Dominik de Vivenot, ab 1832 Edler von Vivenot, (* 25. Dezember 1764 in Wien; † 9. Mai 1833 ebenda) war ein österreichischer Arzt.

Leben[Bearbeiten | Quelltext bearbeiten]

Vivenot ist der Sohn von Nicolaus de Vivenot, der aus Luxemburg als Erzieher der Söhne von Staatskanzler Wenzel Anton von Kaunitz-Rietberg nach Wien kam. Dominik de Vivenot durchlief in Wien das Gymnasium und die philosophischen Studien und nahm anstatt in den zunächst für ihn vorgesehenen Militärdienst einzutreten, ein Studium der Medizin an der Universität Wien auf. Am 20. Oktober 1787 wurde er dort zum Dr. med. promoviert.

Vivenot war zunächst als Armenarzt tätig, wurde jedoch schnell für seine Fähigkeiten bei besonders komplexen Krankheitsfällen bekannt und als praktischer Arzt viel gefragt. Auch durch die Behandlung der Cholera erhielt er zunehmend Bekanntheit. Er wurde Mitglied der medizinischen Fakultät der Wiener Universität und k.k. Prüfungskommissar für die medizinischen Fächer. Als erster Arzt versah er ehrenamtlich Dienst am Wiener Choleraspital und engagierte sich stark in der Bekämpfung der Seuche, insbesondere während der Choleraepidemie 1830. Außerdem nahm er sich als Mitglied des Vereines zur Unterstützung würdiger, jedoch bedürftiger Studenten mehrerer Studenten der Medizin und Chirurgie persönlich an. Er stieg schließlich zu einer der bekanntesten Ärzte Wiens auf und wurde entsprechend 1829 und 1832 von der kaiserlichen Familie zu Rate gezogen. 1832 rettete er Prinz Ferdinand, König von Ungarn, das Leben.

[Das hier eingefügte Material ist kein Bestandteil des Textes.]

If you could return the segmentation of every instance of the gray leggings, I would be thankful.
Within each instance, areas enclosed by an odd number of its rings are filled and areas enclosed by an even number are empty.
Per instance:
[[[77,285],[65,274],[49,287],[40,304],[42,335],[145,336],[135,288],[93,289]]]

Vivenot wurde für seine Verdienste als Mediziner am 6. Mai 1832 in den Adelsstand erhoben, außerdem erhielt er von der kaiserlichen Familie eine goldene, signierte Dose. Er starb 1833 an der Influenza.

Sein Sohn war der Arzt Rudolph Ritter von Vivenot. Zu seinen Enkeln zählte der Mediziner Rudolph Ritter von Vivenot sowie der Historiker Alfred Ritter von Vivenot.